Chapter 7: Large-Scale, Areas
Chapter 8: Perception
- Move attn_simple model to the start of the chapter (after biology) and use other sims as detailed elaboration of this overall big picture -- same structure as in language chapter. This model has a lot of cool data etc and is easy enough to really understand, but by the time people get to it they are perhaps overloaded..
- In general it seems that this chapter needs some serious triming and focusing -- lots of complaints about length. The model treatment has already been tightened considerably in the new sims.
Chapter 9: Learning and Memory
Idea: split into 2 separate chapters, one on weight-based memory and the other on activation-based memory and temporal integration.
Chapter 10: Language
- Hannah Snyder re Broca's area:
- not saying that Broca's area is responsible for speech output (while some people still argue for a specific role in syntax, no one argues for a general role in speech production any more).

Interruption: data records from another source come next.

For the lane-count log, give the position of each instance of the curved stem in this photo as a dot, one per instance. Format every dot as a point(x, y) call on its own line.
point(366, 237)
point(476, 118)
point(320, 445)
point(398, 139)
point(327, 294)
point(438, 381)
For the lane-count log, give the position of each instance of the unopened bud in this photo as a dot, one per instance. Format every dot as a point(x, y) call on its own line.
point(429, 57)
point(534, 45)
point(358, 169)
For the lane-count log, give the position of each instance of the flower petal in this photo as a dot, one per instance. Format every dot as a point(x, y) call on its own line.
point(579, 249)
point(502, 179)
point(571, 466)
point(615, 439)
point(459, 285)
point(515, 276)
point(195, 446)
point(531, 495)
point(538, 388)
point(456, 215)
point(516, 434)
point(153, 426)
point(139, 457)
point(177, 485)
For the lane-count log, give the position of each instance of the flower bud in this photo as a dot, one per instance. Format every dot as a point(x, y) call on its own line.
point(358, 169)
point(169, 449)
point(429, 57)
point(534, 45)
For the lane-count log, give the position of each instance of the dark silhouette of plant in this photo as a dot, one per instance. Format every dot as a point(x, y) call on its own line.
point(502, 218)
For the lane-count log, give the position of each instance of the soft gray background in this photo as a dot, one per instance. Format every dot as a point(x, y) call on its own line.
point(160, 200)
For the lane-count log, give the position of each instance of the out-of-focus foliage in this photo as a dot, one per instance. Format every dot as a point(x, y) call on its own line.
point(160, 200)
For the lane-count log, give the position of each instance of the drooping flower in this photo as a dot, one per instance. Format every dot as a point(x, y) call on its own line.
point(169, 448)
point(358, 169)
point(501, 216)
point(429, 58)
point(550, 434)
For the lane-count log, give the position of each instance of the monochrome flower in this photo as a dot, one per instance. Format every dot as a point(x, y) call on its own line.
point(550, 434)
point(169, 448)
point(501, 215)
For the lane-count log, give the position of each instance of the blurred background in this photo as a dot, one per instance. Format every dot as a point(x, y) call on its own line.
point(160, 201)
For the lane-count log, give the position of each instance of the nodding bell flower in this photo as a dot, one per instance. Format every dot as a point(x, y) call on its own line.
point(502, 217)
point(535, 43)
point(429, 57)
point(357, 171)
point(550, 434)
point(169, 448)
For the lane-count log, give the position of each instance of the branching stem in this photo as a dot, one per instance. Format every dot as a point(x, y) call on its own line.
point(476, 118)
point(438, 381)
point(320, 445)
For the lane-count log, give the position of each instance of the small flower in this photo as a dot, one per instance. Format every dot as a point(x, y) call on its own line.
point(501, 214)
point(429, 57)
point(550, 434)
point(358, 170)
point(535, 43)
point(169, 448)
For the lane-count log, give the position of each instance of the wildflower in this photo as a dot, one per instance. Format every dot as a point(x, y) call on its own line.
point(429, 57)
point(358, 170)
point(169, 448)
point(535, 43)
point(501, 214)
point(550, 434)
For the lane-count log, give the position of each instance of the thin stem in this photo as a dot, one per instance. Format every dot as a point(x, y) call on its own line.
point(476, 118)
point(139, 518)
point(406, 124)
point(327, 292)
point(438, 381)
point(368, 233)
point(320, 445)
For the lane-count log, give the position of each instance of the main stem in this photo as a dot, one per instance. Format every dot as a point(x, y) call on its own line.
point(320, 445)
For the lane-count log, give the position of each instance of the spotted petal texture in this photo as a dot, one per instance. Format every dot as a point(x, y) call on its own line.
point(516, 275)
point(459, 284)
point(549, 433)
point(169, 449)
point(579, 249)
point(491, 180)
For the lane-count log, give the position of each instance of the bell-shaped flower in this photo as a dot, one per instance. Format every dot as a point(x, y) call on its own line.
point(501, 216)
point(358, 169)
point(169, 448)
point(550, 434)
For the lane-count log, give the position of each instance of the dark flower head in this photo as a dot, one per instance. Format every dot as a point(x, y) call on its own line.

- not saying that damage to Broca's area causes Broca's aphasia (it is neither necessary nor sufficient-- damage to Broca's area alone causes cognitive control problems, including with language, but not aphasia, while damage to more posterior premotor, insula and white matter can cause Broca's aphasia without any damage to Broca's area).
- I think you could keep much of the same content, but just ascribe the speech output motor sequencing functions you describe to "anterior motor association areas" instead of Broca's area.